Experiment: Is Microdata Tagging Relevant in 2024? (Complete Schema.org Without JSON+LD)
I’m revisiting a project from over five years ago to determine the significance of microdata tagging on websites. From trusted sources, I’ve learned that search engines can interpret the full schema described by Schema.org. While these tags might not alter their display in rich results, they often enhance a page’s ranking.
Despite advancements in the W3C community group spec, the Schema.org GitHub repository remains vibrant. It seems that many organizations now embrace the full specification, suggesting its continued relevance. Perhaps this data assists in AI training?

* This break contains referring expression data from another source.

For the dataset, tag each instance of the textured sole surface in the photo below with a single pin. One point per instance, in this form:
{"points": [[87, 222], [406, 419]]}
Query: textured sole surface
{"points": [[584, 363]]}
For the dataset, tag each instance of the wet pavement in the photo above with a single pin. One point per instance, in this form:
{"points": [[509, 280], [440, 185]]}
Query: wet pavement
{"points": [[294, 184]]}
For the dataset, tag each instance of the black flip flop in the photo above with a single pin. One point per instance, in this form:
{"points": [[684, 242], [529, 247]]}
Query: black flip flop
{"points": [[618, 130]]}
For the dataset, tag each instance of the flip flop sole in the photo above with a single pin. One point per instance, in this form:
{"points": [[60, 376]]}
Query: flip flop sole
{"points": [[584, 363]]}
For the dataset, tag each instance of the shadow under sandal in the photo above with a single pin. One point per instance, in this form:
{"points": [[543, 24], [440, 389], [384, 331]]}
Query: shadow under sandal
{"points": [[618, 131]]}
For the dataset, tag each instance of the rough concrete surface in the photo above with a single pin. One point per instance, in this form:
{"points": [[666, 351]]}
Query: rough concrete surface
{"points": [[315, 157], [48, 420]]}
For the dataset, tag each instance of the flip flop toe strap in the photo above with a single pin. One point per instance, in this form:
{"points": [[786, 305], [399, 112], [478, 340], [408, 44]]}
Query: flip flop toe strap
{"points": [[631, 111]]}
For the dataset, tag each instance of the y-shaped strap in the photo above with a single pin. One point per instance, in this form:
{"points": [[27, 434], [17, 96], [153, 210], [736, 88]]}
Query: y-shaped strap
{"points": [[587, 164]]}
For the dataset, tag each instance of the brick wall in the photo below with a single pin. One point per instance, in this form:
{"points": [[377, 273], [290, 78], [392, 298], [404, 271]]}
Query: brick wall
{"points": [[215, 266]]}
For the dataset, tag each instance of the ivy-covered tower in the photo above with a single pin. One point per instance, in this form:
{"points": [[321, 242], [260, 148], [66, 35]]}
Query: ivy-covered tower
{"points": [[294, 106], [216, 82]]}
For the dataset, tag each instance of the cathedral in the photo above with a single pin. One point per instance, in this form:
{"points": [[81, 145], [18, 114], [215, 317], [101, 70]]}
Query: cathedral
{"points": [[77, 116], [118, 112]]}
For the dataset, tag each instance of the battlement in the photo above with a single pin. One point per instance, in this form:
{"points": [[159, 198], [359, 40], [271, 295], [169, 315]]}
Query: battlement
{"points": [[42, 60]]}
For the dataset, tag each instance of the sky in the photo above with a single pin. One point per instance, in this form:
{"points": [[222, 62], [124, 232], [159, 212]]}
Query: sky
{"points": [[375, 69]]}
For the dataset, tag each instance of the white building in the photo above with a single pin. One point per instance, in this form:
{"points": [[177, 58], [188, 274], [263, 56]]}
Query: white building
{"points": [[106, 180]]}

Plan to Test the Hypothesis:
- Manually incorporate schema tags into a forthcoming article using HTML, applying microdata tagging to one page.
- Compare the organic traffic with a recent articles baseline over two weeks.
Executing the first step has proven tedious; it took me nearly two hours to tag just half of the article properly. Though I found numerous efficient validators, I couldn’t locate satisfactory tools for tagging. Any recommendations would be appreciated.
Context: Our company website’s traffic is minimal (<5,000 visitors). I’m aware that JSON+LD is the ideal and straightforward method for implementing rich results. Iโve spent the last several days researching independently, but I aim to validate a different hypothesis through this experiment. I plan to share the results if there’s interest, though I doubt they’ll hold substantial significance concerning traffic volume.
Feedback Request: How can I enhance this experiment? It’s not live yet, allowing for adjustments until mid-next week.
TL;DR: I’m conducting an A/B test to assess if an article tagged with full spec Schema.org microdata outperforms a standard one. How would you suggest executing this experiment with a visitor count under 5,000?
2 responses to “Future of Microdata Tagging: Schema.org Without JSON-LD”
To effectively design and implement an experiment to determine the relevance of microdata tagging (using the full schema.org specification without JSON+LD) in 2024, you should consider several foundational components for a systematic approach. Hereโs a step-by-step guide to help shape your experiment:
Experiment Design
Objective Definition
Content Selection
Implementation
article
,author
,headline
,datePublished
,image
, etc.Execution Period
Comparison Metrics
Data Collection & Analysis
Tools and Resources
This is a fascinating experiment that dives into an essential aspect of SEO and structured data! While your focus on microdata tagging is commendable, I’d suggest a couple of ways to enhance your approach and ensure your findings are informative.
Firstly, consider expanding your timeframe beyond two weeks for the comparison. Given that search engines can take time to reindex and rank content, a more extended period might yield clearer insights into the impact of your microdata efforts. Perhaps a month would provide sufficient data to observe any meaningful changes.
Additionally, it might be beneficial to complement your A/B testing with qualitative metrics. While traffic is important, analyzing metrics like average time on page, bounce rate, and user engagement could provide more context on how these changes impact user experience and content interaction.
Lastly, regarding tools for simplifying your microdata tagging process, have you looked into browser extensions like the Schema Creator or the Microdata Generator? They can help streamline tagging and reduce the manual overhead youโre currently facing.
I’m very interested in your findings and how the nuances of microdata might still play a role in SEO strategies, especially as we move deeper into 2024. Looking forward to your updates!